L'évolution de la Psychiatrie

L'évolution de la Psychiatrie

Dr Pierre de LARA
http://www.psychiatre-paris20.fr/


En application des travaux du Pr Henri Laborit (1914-1995), le premier neuroleptique est découvert et utilisé à l'hôpital Sainte Anne, à Paris, en 1952.

Qui aurait pu croire qu'un médicament pourrait faire cesser délires et hallucinations? Et, pourtant, cette découverte, suivie de bien d'autres, constitue le point de départ d'une nouvelle approche thérapeutique en psychiatrie.

La Psychiatrie devient, de ce fait, une spécialité médicale à part entière en se séparant, après les événements de mai 1968, de la Neurologie. On assiste à un éclatement des structures psychiatriques et au développement de la psychiatrie de ville.

La "folie" ne suscite plus les mêmes peurs irrationnelles et la Schizophrénie, autrefois chronicisée dans les asiles psychiatriques, accède au rang de maladie soignable, au même titre que la plupart des autres affections mentales ou organiques.

La Politique de Secteur se développe, devenant la référence nationale en matière d'organisation de la Psychiatrie Publique, permettant à toute personne de bénéficier de soins adaptés proches de chez elle, aussi bien en cas d'urgence et d'hospitalisation que de suivi en cure ambulatoire.

Les Psychothérapies, pratiquées dans le cadre institutionnel par les équipes soignantes ou par des psychiatres, des psychologues cliniciens ou des psychothérapeutes dans les structures extra hospitalières (Centres Medico-Psychologiques, Centres Médico-Psycho-Pédagogiques, Hôpitaux de jours...), font partie du dispositif thérapeutique.

La Clinique psychiatrique subit de profonds remaniements qu'attestent les nouvelles classifications françaises et internationales (CIM 10 et DSM V). Celles-ci remettent en cause les classifications traditionnelles et conduisent à un émiettement symptomatique et syndromique, bien éloigné des grandes entités cliniques ayant constitué la nosographie classique (cf. la disparition du concept d'hystérie dans le DSM IV qui avait été historiquement à l'origine de la découverte de la Psychanalyse par Freud).

Le Psychiatre prend sa place dans la cité parmi les autres médecins spécialistes et ses actes sont, de ce fait, remboursés par la Sécurité Sociale. Sa panoplie médicamenteuse s'enrichit.

Les premiers antidépresseurs apparaissent en 1957.

Dans les années 1980, de nouveaux antidépresseurs, avec le Prozac comme chef de file, facilitent l'utilisation de ce type de médicaments au point que l'usage en est banalisé, posant un vrai problème de santé publique...
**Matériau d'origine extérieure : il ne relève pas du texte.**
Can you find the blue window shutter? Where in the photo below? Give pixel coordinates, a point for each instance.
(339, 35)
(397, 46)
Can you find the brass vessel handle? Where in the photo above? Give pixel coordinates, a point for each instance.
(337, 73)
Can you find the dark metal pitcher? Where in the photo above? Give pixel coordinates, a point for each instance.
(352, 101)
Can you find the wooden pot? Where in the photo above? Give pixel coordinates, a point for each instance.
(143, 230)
De nouvelles molécules neuroleptiques et antipsychotiques deviennent disponibles et sont plus efficaces sur les symptômes de la psychose tout en étant mieux tolérés que les neuroleptiques classiques, ce qui facilite la vie sociale et relationnelle des malades et leur réinsertion.

Aujourd'hui, les psychiatres ne prescrivent que 20% des psychotropes et une grande partie de leur activité relève peu ou prou de la psychanalyse et/ou des différentes psychothérapies. Ces dernières années, les thérapies comportementales se sont particulièrement développées, en parallèle du progrès des neurosciences.

Pour la majorité des psychiatres, la consultation à d'emblée un caractère psychothérapique et la Psychothérapie fait partie intégrante de leur acte médical dans le cadre d'une approche globale, psychique, somatique et sociale, telle que définie par la théorie organo-dynamique de Henri Ey.